In the American Journal of Medicine, released online March 7, 2003, scientists from the Duke University Medical Center in Durham, N.C., measured levels of interleukin-6 in the bloodstream as a marker of inflammation, together with a compound called D-dimer (double-molecule) as an indicator of coagulation processes. Their report bears the title: "Coagulation and inflammatory pathway activation in the development of functional decline and mortality in the elderly." The study enrolled 4,162 participants aged 65 or older in 1986, selected by a random household sampling in the Durham area. In 1992, at the sixth annual contact, blood samples reflecting IL-6 and D-dimer levels were obtained from 1,723 subjects.

"The results of the current study," the journal article concluded, "indicate that higher levels of D-dimer, and to a lesser extent, IL-6, are associated with greater functional decline and mortality. These effects are independent of age, sex, race, smoking, body mass index, health status and initial functional studies."

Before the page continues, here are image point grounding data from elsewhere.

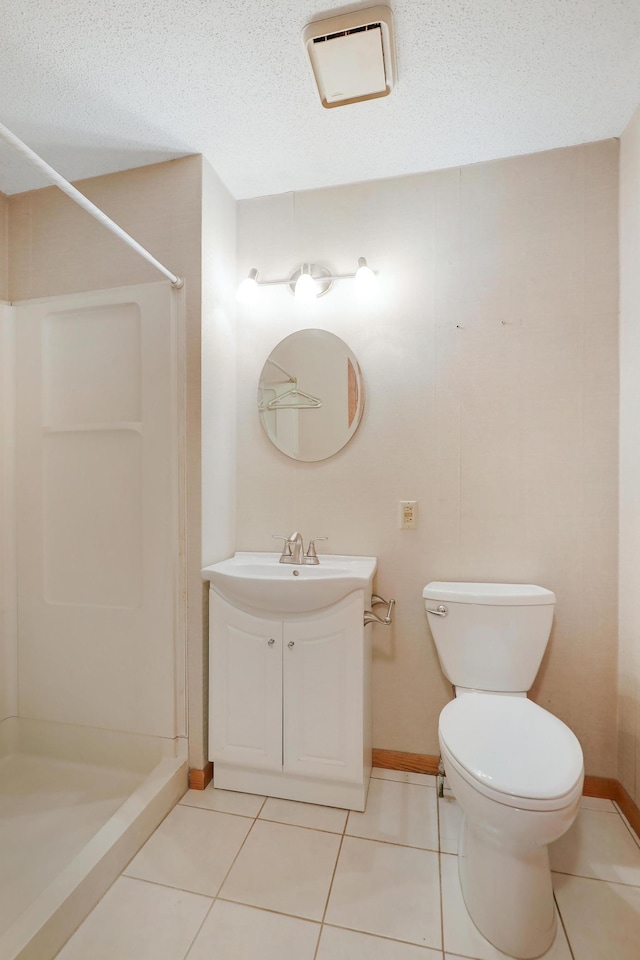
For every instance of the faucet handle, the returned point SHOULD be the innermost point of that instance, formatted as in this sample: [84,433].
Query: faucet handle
[311,549]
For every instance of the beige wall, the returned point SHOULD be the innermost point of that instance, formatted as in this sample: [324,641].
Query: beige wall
[629,643]
[218,417]
[57,248]
[490,361]
[4,286]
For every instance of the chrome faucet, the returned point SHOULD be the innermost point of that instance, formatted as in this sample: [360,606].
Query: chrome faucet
[293,549]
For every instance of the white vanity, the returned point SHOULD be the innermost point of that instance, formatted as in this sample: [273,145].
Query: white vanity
[289,677]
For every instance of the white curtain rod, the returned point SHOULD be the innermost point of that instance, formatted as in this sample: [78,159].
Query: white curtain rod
[82,201]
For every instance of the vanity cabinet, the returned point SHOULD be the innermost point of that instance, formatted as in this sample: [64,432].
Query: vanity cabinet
[289,702]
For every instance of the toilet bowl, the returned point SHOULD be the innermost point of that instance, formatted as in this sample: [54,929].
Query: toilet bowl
[516,772]
[514,768]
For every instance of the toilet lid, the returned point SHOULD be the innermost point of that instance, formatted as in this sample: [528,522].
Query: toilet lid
[512,746]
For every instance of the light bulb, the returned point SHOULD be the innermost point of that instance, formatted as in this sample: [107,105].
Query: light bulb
[306,289]
[365,278]
[247,291]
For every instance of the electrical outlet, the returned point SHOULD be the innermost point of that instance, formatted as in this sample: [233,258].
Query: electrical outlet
[408,514]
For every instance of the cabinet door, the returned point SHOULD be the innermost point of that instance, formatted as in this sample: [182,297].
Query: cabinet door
[245,687]
[323,690]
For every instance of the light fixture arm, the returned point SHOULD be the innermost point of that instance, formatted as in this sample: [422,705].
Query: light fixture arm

Hafnium, Least Sociable Of Metals, Binds Bug In Initial Step Toward Geochemical Processing

Like humans, many bacteria need to obtain essential iron from the environment. But unlike humans, these microorganisms have to take the metal in the form that Nature provides it, often as insoluble minerals. Among the least accommodating element is hafnium, a refractory metal that's mined together with zirconium; both are virtually inseparable.

Powdered hafnium is toxic by inhalation and spontaneously explosive, wet or dry. Besides light bulb filaments and electrodes, hafnium does duty as control rods in water-cooled nuclear reactors. A paper in the March 2003 issue of Nature Structural Biology, released online Feb. 24, 2003, introduces hafnium to another gig - helping bacteria dig for ferric iron. Its title: "A novel protein-mineral interface." The paper's co-authors are chemists and cell biologists at the University of Edinburgh in Scotland.

Hafnium has some properties similar to iron. Its crystal structure reveals that the hafnium ions are organized in a cluster "bridged" by oxygen atoms. The paper reports that these clusters readily bind the gonorrhea pathogen, Neisseria gonorrhoeae. "This first high-resolution structure of a protein-mineral interface," the article concludes, "suggests a novel metal-uptake mechanism and provides a model for protein-mediated mineralization-dissimilation, which plays a critical role in geochemical processes."